Opinions & Features Workshop (Oct 26th)

Photo by Mariah Wilson

What the Black Lives Matter Movement means for Canadians

By Ishita Moghe, July 8 2020—

When comparing ourselves to our southern neighbours, we often fall into the trap of complacence or ignorance when it comes to racial injustice in our own country. The issue is that racism in Canada often does not look exactly like racism in America. So, we think we’re different. We think we’re better. 

Racism in Canada may be quieter, more discrete and maybe even less violent — so much so that at times we might even start to believe that Canada doesn’t really have a race problem — that means we’re not really racist, right?

In reality, Canadian prejudice seems to hide behind politeness, credentials, or using the ‘right’ vocabulary. We saw a chilling example of this in the Central Park incident in late May, when a white woman called the police on a Black man who had simply asked for her to leash her dog in an area meant for bird-watching, which is a park rule. Her frequent, fervent use of the words ‘African-American’ as the primary descriptor while making false accusations to the police seemed indicative of a deep-rooted and insidious type of racism — a racism that tends to be more prevalent in educated, well-connected, ‘normal’ people — including Canadians. Even in her apology, the woman in this video insisted she was not racist. Is there another reason that she felt the need to proclaim that it was an African-American man threatening her? Was she not purposefully leveraging her innate status as a white woman to harm a Black man?

This incident exemplifies the brand of clandestine, ‘not real racism’ racism that is still very present in Canada. It has a tangible impact on the lives of visible minorities, from job and educational opportunities to hate crimes. Statistics Canada has reported that visible minorities deal with lower average income, higher unemployment rates and significantly more police-reported hate crimes. These issues are disproportionately experienced by lack and Indigenous Canadians. 94 per cent of Black youth in Canada reported the desire to obtain a university degree, but only 60 per cent believed they actually could. Of the rest of the population, 79 per cent, believed they could obtain a university degree if they wanted to.

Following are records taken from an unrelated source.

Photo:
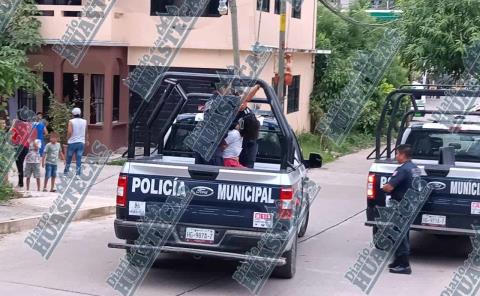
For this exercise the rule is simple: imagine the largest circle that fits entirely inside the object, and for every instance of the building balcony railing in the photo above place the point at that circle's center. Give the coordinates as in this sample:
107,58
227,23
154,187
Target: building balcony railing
136,24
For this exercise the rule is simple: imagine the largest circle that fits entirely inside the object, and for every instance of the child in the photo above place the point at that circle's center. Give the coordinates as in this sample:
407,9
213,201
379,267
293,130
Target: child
52,150
233,147
32,163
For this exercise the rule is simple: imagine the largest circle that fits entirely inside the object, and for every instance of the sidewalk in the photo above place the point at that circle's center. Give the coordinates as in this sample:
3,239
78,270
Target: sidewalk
21,214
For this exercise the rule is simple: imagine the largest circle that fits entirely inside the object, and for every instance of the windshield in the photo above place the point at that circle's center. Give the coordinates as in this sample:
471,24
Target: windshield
427,143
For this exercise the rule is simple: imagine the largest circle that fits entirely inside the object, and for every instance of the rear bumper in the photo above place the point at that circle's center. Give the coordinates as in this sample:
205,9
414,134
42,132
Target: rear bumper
456,225
199,252
226,240
433,229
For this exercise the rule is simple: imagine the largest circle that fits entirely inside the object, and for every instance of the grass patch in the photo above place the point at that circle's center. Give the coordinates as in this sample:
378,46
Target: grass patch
329,151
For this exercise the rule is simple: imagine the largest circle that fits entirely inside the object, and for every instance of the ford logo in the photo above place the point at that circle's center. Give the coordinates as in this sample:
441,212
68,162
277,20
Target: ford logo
437,185
202,191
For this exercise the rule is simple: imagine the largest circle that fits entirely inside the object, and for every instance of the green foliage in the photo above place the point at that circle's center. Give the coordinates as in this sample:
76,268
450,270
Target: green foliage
20,37
437,34
6,191
346,40
59,114
330,151
118,162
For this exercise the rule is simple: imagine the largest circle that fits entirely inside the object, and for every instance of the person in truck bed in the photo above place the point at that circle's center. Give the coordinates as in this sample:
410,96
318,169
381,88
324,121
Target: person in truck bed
232,146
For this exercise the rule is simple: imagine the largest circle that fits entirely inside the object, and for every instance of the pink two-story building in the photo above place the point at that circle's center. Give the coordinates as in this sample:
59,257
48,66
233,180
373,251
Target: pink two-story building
130,30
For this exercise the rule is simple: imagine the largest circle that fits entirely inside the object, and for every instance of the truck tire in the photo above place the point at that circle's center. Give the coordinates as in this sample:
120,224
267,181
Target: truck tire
374,230
303,227
129,252
287,271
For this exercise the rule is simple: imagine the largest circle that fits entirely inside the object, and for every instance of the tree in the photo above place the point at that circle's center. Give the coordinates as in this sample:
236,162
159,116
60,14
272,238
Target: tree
437,33
346,39
20,37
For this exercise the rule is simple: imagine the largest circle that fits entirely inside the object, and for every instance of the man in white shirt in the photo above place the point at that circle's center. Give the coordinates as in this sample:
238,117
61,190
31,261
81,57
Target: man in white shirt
76,134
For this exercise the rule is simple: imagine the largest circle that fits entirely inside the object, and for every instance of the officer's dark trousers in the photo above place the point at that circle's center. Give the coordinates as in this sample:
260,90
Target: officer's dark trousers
404,247
19,162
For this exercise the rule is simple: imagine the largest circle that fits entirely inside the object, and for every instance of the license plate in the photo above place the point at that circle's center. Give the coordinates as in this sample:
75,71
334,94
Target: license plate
136,208
262,220
435,220
200,235
475,208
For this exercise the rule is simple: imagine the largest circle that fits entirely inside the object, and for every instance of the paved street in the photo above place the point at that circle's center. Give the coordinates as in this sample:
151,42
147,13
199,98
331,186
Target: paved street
82,261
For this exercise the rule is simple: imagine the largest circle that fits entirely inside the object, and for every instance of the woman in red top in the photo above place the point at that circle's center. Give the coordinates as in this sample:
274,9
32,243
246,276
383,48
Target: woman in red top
22,134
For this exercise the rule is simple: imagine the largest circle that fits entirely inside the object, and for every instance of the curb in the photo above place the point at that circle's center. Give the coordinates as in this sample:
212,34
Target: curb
29,223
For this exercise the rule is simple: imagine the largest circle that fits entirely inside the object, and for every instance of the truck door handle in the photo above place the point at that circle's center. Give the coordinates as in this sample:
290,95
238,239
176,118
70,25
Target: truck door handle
204,173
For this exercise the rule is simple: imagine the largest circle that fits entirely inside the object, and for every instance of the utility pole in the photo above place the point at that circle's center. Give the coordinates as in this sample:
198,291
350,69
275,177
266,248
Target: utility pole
236,50
223,10
281,52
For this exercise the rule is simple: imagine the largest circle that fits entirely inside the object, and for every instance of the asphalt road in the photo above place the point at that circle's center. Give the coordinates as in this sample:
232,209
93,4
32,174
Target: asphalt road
82,262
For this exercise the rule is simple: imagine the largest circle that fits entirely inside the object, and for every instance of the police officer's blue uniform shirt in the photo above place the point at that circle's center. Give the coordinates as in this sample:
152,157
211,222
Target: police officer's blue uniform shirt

Many Canadians truly believe that racism is not a significant problem in our country. In the Race Relations in Canada 2019 Survey, 84 per cent of white respondents held an optimistic view on the state of race relation in their communities. A noticeably smaller proportion of minorities agreed with this sentiment: 77 per cent of Black respondents and 69 per cent of Indigenous respondents shared the positive view. It is not surprising that the groups most marginalized in Canadian society feel less hopeful about being treated equally to their white counterparts.

We might say ‘African-American’ and ‘Indigenous’ instead of the slurs we see people use in the never-ending stream of viral videos. We might have minority neighbours that we are always polite with. We might believe that the Canadian community is fully accepting of our multicultural roots. Although we are a largely welcoming community, the data speaks for itself. Minority groups are consistently in lower socioeconomic conditions and deal with more hate crime, this is amplified for Indigenous and Black Canadians.

I hope that those of us who are inherently privileged through race, socioeconomic status or education take this opportunity to introspect and learn about the racial prejudices inside of us and our communities. We may forget it sometimes when we look at cases of glaring racism in other countries, but even in Canada we have a long way to go. We cannot stop until we are all equal.

This article is part of our Opinions section and does not necessarily reflect the views of the Gauntlet’s editorial board.